Wednesday, October 21, 2015

Three a.m.

Avoiding dark thoughts was hard to do during the day, but at three a.m. Alyson realized it was impossible. She sat in her bed, a cup of tea in her hands, and the covers bunched up into a wad at her feet. This was her third cup, and like the first two, it was doing nothing to soothe her taught emotions and tense muscles. Alyson put one hand on Bambi and sighed deeply. 
“What am I doing?” Alyson shook her head. “What am I even doing? I’m hiding on the other side of the world pretending to be some amazing philanthropist, like, ugh! Why? I make myself sick. How did I even end up like this? Why… Ugh.”
She took a sip of the scalding beverage and winced. Her tongue was already burned from the previous cup that she had tried to drink too quickly. Things were spiraling, and she rubbed her stomach over and over, breathing in and out as deeply as she could in an attempt to stay afloat. The black cloud of thoughts pulled her lower and lower into their murky depths until she was biting the skin on the back of her hand to keep from screaming. 
“No. No, Aly. No. No. Stop. You’re fine. You’re fine. It’s okay. Stop. It’s okay.” Alyson’s cheeks were wet with tears as she stumbled from her bedroom to the bathroom. She looked at her face in the mirror and bit her bottom lip. The teeth marks on her hand were highlighted with red. “Aly, you have to stop. You have to be okay. You have to. It’s going to be okay… It’s… ”
The self-soothing didn’t change the twisting in the pit of her stomach, and Alyson had to try a new tactic. She snatched up the charcoal pencil off of the kitchen table and ripped a page out of the sketch book. She tossed them onto the floor and sunk down onto her knees. Blinding tears fell onto the paper, but Alyson didn’t stop. Her lines were sloppy and it looked nothing like the image that Alyson had in her mind, yet it somehow made her feel better that it was turning out so horribly. 
“I hate this feeling! I hate it! I hate feeling so dark and alone!” Her words came threw clenched teeth. “It’s my own fault I hate myself! It’s my own fault! I did it! I ruined my life!”
Sobs halted the heated drawing, leaving Alyson’s shoulders shaking and pencil rolling across the floor and under the stove. After the frustration abated, Alyson crawled over to see if she could retrieve her pencil. It wasn’t in sight or within reach, so Alyson went to get a new pencil from the box that sat on the coffee table in the living room. When she returned to the kitchen, she studied her drawing and was surprised at what she saw.
“I guess I can draw something,” she muttered under her breath. 
There was the curve of a face, the halting lines of angry lips and tightly closed eyelids. It was definitely a rough sketch, but there it was, the picture of herself that she was carrying around inside of her. It was like an anchor pulling her to the depths of a bottomless sea of black. Black and heavy. Black and heavy and…

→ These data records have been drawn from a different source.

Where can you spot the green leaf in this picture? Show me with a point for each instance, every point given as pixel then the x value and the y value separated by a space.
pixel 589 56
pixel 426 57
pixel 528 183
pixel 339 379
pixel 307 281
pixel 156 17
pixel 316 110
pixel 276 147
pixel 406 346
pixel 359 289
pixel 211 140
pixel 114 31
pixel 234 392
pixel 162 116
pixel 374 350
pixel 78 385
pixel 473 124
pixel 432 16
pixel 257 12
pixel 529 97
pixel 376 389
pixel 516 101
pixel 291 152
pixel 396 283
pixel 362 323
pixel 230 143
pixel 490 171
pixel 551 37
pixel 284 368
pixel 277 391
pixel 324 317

Alyson lay down on the floor next to her drawing and swallowed a few tears as she promised that she was done crying and ready to pull herself together. The cool tiles touched her cheek, and she sighed. She placed a smudged hand over the drawing, her fingers trembling as she lightly traced the outline of the face and followed the path of the black tears. Seeing it there on the paper, in the light, in the open, the ugly perception of herself that she carried internally was freeing.